Exhibition Essay
Of Destinations Made Simple and Strange
Blue Curry’s Leisure Aesthetics
written by Marsha Pearce, Phd
As a pleasure zone inscribed in an enduring myth about place, the Caribbean remains subject to experiences that follow a “colonial script,” that is: “modern person travels to premodern historically frozen place, hoping to explore…unknowns” (Gourdine, 2006: p.81). Such travel rituals dictate an aesthetics of geographic locations that is characterised by fixity and alienness—destinations assumed to be stuck in time, undeveloped and curious. Despite the tropical heat, acts of touristing freeze Caribbean communities and locales. Blue Curry’s invocation of Leisure Aesthetics engages a history of tropical perceptions by attending to tourism as a particular way of seeing; tourism as a manifestation of leisure that yields particular visualities of people and place, and imposes certain effects. Through a mix of sculptural installations and video work, Curry confronts and plays with tourism as an optic that bends the light in which the Caribbean is seen. In that illumination, we discern an aesthetic of the simple place, and an aesthetic of the familiar/strange. By refracting some of that light with his minimalist, conceptual forms, Blue Curry also redirects how we see and define Caribbean art.

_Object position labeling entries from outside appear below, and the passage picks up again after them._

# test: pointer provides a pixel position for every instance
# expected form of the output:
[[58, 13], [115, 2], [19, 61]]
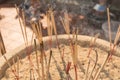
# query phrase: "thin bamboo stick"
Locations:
[[20, 25], [3, 50], [89, 77], [109, 26], [49, 64], [86, 76], [37, 59], [102, 66], [92, 43]]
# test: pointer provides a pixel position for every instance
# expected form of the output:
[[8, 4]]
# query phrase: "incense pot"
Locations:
[[102, 44]]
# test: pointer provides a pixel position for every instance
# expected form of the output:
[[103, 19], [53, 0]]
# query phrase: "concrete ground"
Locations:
[[10, 28]]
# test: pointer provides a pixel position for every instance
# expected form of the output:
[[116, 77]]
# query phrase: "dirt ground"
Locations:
[[58, 67]]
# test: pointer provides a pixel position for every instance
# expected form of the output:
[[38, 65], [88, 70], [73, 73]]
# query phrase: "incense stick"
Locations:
[[21, 25], [2, 46], [86, 76], [109, 26], [37, 59], [92, 43], [89, 77]]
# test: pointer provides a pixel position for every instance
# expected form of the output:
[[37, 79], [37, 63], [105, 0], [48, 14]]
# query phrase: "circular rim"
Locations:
[[102, 44]]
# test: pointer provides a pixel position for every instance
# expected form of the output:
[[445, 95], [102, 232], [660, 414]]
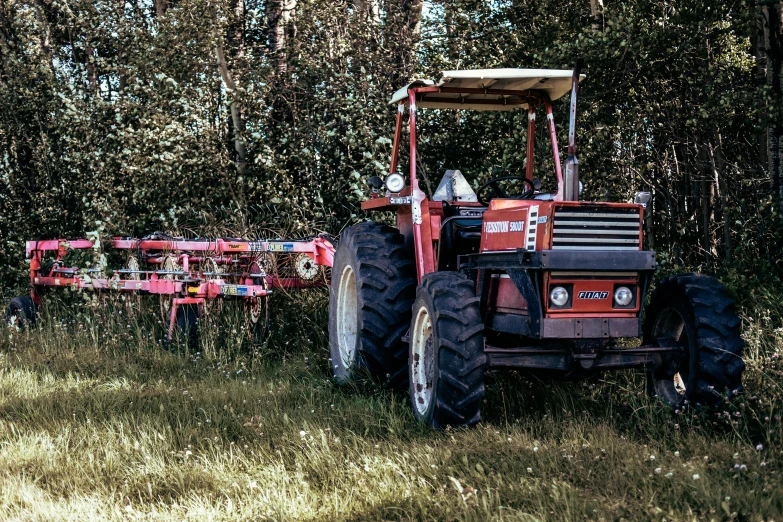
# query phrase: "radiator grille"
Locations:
[[586, 228]]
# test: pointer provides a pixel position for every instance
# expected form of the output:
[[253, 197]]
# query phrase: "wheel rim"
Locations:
[[347, 316], [166, 300], [14, 320], [133, 264], [257, 306], [670, 323], [422, 361], [305, 267]]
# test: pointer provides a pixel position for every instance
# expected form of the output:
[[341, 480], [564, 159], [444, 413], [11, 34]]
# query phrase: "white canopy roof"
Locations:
[[555, 82]]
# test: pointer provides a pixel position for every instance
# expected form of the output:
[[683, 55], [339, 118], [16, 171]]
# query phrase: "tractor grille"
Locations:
[[596, 228]]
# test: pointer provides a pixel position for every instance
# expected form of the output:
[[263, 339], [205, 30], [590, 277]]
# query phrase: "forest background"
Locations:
[[129, 116]]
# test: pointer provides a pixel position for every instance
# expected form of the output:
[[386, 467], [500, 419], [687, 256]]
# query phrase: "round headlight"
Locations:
[[623, 296], [395, 182], [558, 296]]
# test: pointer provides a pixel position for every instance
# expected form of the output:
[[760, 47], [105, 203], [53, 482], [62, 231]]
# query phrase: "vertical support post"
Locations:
[[555, 150], [572, 163], [422, 235], [531, 140], [397, 136], [172, 319]]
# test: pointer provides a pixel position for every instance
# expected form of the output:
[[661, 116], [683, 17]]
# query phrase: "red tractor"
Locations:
[[515, 278]]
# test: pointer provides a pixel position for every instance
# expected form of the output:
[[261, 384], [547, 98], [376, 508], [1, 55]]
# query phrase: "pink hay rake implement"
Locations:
[[186, 274]]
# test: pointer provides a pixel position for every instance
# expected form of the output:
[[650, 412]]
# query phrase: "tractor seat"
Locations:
[[459, 235]]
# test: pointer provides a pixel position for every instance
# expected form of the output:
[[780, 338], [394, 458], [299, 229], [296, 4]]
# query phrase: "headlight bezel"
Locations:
[[394, 182], [568, 303], [631, 302]]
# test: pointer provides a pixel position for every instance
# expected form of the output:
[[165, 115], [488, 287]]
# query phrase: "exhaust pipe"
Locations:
[[572, 164]]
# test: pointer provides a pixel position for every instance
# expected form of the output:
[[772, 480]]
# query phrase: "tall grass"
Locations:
[[97, 422]]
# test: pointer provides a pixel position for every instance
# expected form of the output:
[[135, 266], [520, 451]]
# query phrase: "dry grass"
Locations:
[[97, 423]]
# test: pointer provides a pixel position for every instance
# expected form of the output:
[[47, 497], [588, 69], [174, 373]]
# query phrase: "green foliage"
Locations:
[[115, 117]]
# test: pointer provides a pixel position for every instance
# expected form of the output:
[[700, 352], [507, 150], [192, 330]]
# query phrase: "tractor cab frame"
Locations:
[[537, 281]]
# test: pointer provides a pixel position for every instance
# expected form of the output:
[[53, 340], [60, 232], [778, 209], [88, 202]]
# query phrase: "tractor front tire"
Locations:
[[370, 297], [446, 360], [186, 329], [21, 312], [695, 312]]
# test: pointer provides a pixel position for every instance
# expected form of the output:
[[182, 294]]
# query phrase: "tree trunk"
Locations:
[[92, 72], [368, 10], [771, 52], [596, 13], [279, 14], [413, 9], [237, 122]]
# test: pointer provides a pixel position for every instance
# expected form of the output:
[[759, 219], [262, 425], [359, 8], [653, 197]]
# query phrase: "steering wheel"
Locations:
[[497, 192]]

Far from Centres: A Simple Place…and People
Writing about the impact of tourism on the Caribbean, Polly Pattullo notes that the region, “whatever the brutality of its history, kept its reputation as a Garden of Eden before the Fall.” She adds that the “idea of a tropical island was a further seductive image: small, a ‘jewel’ in a necklace chain, far from centres of industry and pollution, a simple place, straight out of Robinson Crusoe. Not only the place, but the people too, are required to conform to the stereotype” (1996: p.142). Pattullo describes an unsophisticated place—an uncomplicated, clichéd paradise—situated far from global, metropolitan centres, and a people equally simplified, reduced. It is this aesthetic of the simple place, and by extension, a simple people, that Blue Curry addresses.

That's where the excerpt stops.